The database search yielded a total of 17,800 papers of which 16,970 were unique. After the application of the inclusion and exclusion criteria, 62 papers were included in the review, of which 38 (61.3%) papers targeted the evaluation of the diagnostic performance of a technique and were included in the qualitative analysis (i.e., were considered to be DTA studies and were included in the QUADAS-2 analysis and performance comparison). Starting from the initial pool of raw dataset (i.e., 16,970 studies), the majority of studies (99.6%) were excluded based on their abstract since they were non-in-vivo human studies, or did not report the index test in a clinical or pre-clinical setting, or did not include melanoma lesions in their dataset or the reported reference standard was dermoscopy without histopathology results for cancerous lesions. 29 (76.3%) studies of the already selected DTA study list were included in the meta-analysis, indeed, 4 studies (10.5%) were excluded from meta-analysis due to the definition of the classification task into a malignant vs. benign classification instead of the targeted melanoma vs. benign. 5 studies (13.2%) were excluded from the meta-analysis due to the absence of raw values of TN, TP, FN, FP. The PRISMA diagram outlining the literature review process is shown in Figure 1.

The general methodological characteristics of the 62 included papers were reported in Tables 1–3; namely we reported study population inclusion and exclusion criteria, sample size (both for patients and lesions), average age, gender distribution, type of study, index test, and reference standard. Studies were grouped based on the physical principle exploited by the non-invasive technique reported: (1) optical, both imaging and spectroscopy; (2) electrical; and (3) thermal. Figure 2 depicts a schematic representation of the physical principles analyzed in this review.

FIGURE 2

Figure 2. Schematic representation of the physical principles behind different techniques in skin cancer detection, reported in the selected literature. (A) Optical imaging, (B) optical spectroscopy, (C) skin electrical measurement (EIS), and (D) thermal measurement.

Optical Measurements

Optical Imaging

Three different optical imaging techniques for melanoma diagnosis were found: (i) reflectance confocal microscopy (RCM); (ii) multispectral imaging (MI); and (iii) optical coherence tomography (OCT).

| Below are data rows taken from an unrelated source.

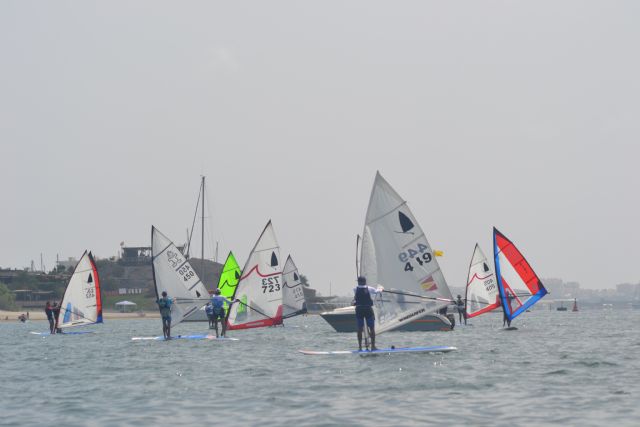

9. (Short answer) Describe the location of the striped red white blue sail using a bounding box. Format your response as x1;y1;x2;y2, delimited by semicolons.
493;228;547;320
227;221;282;330
465;244;500;318
58;251;102;328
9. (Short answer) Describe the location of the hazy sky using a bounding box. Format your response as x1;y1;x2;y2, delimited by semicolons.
0;0;640;292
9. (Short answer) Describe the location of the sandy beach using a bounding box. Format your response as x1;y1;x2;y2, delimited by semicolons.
0;310;160;322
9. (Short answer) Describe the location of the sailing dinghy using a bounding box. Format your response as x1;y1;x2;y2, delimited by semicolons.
360;172;453;334
493;227;547;329
464;243;500;319
32;251;102;335
282;255;307;319
227;221;283;330
132;226;209;341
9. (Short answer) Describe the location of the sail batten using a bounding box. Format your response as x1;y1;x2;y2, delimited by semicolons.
360;173;452;333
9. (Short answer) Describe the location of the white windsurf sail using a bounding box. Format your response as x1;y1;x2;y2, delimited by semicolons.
282;255;307;319
58;251;102;328
227;221;282;329
465;243;500;318
360;172;453;333
151;227;209;327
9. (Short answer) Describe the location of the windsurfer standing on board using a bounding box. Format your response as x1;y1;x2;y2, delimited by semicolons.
456;295;467;325
211;289;239;338
44;301;56;334
156;291;173;339
353;276;384;351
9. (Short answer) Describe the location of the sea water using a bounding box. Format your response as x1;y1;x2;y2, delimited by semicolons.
0;310;640;427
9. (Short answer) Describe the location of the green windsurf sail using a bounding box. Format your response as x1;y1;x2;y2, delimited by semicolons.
218;251;245;310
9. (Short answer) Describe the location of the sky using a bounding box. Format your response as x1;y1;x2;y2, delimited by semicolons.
0;0;640;294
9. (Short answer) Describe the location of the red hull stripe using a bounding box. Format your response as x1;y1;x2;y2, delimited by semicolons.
227;305;282;330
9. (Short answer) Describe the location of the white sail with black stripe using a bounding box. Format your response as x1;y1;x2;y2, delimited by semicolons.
360;173;453;333
282;255;307;318
151;227;209;327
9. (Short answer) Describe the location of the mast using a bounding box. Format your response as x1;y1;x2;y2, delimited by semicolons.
200;175;204;279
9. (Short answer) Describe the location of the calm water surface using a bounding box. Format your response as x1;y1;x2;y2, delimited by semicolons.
0;310;640;427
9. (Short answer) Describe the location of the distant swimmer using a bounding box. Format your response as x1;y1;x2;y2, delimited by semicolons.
44;301;56;334
456;295;467;325
204;302;213;329
353;276;384;351
210;289;238;338
156;291;173;339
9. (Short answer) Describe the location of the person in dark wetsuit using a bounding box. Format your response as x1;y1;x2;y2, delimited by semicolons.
156;291;173;339
51;302;62;334
204;302;213;329
456;295;467;325
353;276;384;351
44;301;55;334
211;289;238;338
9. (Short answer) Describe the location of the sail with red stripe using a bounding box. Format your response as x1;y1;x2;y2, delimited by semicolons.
465;244;500;318
227;221;283;329
58;251;102;328
493;227;547;321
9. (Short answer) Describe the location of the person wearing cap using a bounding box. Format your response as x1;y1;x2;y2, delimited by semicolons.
204;302;213;329
44;301;56;334
156;291;173;340
353;276;384;351
456;295;467;325
211;289;238;338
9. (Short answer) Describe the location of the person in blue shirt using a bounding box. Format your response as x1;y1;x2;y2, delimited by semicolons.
353;276;384;351
204;302;213;329
210;289;238;338
156;291;173;340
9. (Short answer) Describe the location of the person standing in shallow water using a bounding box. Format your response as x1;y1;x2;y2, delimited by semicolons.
156;291;173;339
353;276;384;351
456;295;467;325
44;301;55;334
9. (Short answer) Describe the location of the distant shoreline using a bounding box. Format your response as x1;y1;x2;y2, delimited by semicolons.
0;310;160;322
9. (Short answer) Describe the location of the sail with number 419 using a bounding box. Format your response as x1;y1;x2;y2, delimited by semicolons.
227;221;282;330
151;227;209;327
58;251;102;328
493;227;547;321
360;172;453;333
282;255;307;319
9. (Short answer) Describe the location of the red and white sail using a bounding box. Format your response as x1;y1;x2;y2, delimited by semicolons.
465;244;500;318
58;251;102;328
228;221;283;329
493;228;547;320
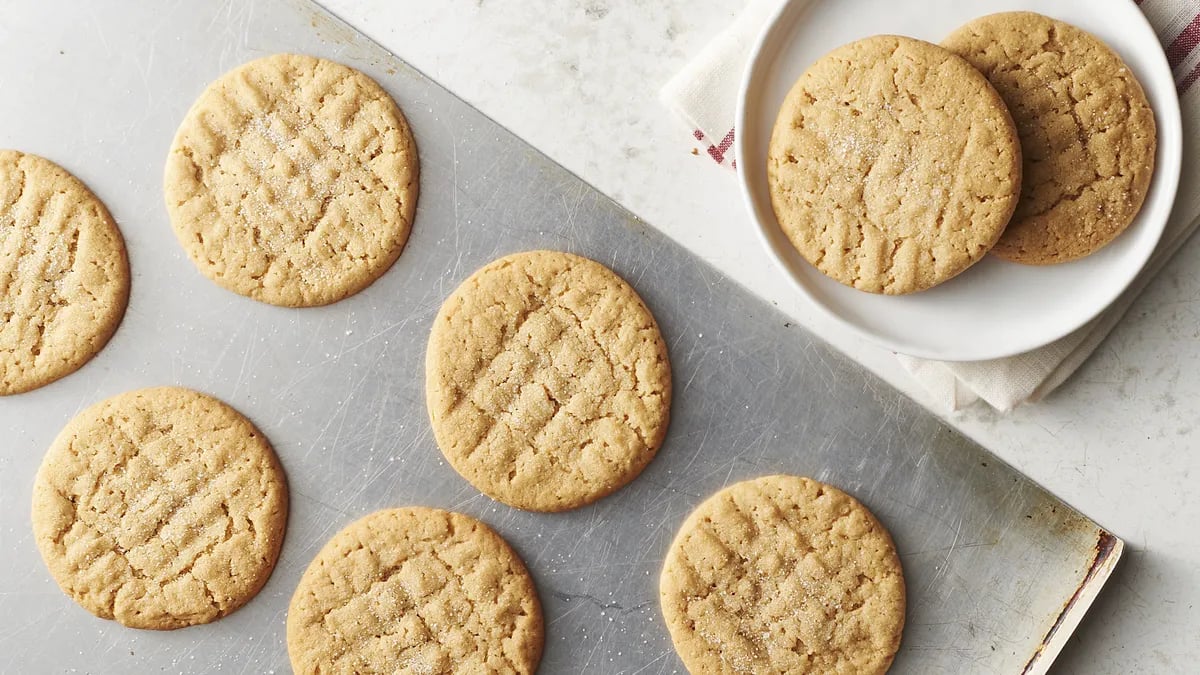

Reliable correlates for epidermal and junctional histological features, useful for diagnostic purposes, were identifiable using RCM imaging (18, 20, 24, 25, 30). Four melanoma scoring algorithms based on these features were validated in literature (18, 27, 83, 84). In Borsari et al. (27) the diagnostic score combines dermoscopy and RCM, while the rest relied exclusively on confocal data. The performances of the four scoring systems have been compared retrospectively by Pampena et al. (28), using different thresholds (i.e., number of features that a lesion presented to be considered melanoma using the algorithm) to assess if a lesion belonged to the melanoma class, suggesting that mixed criteria may be the best solution in reducing false positive rate. Another algorithm based on a two-step model was proposed in Guitera et al. (16). RCM image-based diagnosis is user's dependent and experienced users achieve higher sensitivity than novice users (91 vs. 84.8%), even if the specificity was similar (80 vs. 77.9%) (25). RCM used complementarily to dermoscopy, can increase accuracy in melanoma detection (22, 23, 26) and hence may reduce unnecessary biopsies (22, 23). Moreover, a reduction in the number needed to excise (NNE) for melanoma in dermoscopy compared with RCM was reported by Longo et al. (31). The NNE was 2.9 with clinical-dermoscopy alone and dropped to 1.5 thanks to RCM integration, leading to a 60.6% reduction of unnecessary biopsies and to a sensitivity of 98.1%. RCM may be useful also in the diagnosis of nodular lesions (17).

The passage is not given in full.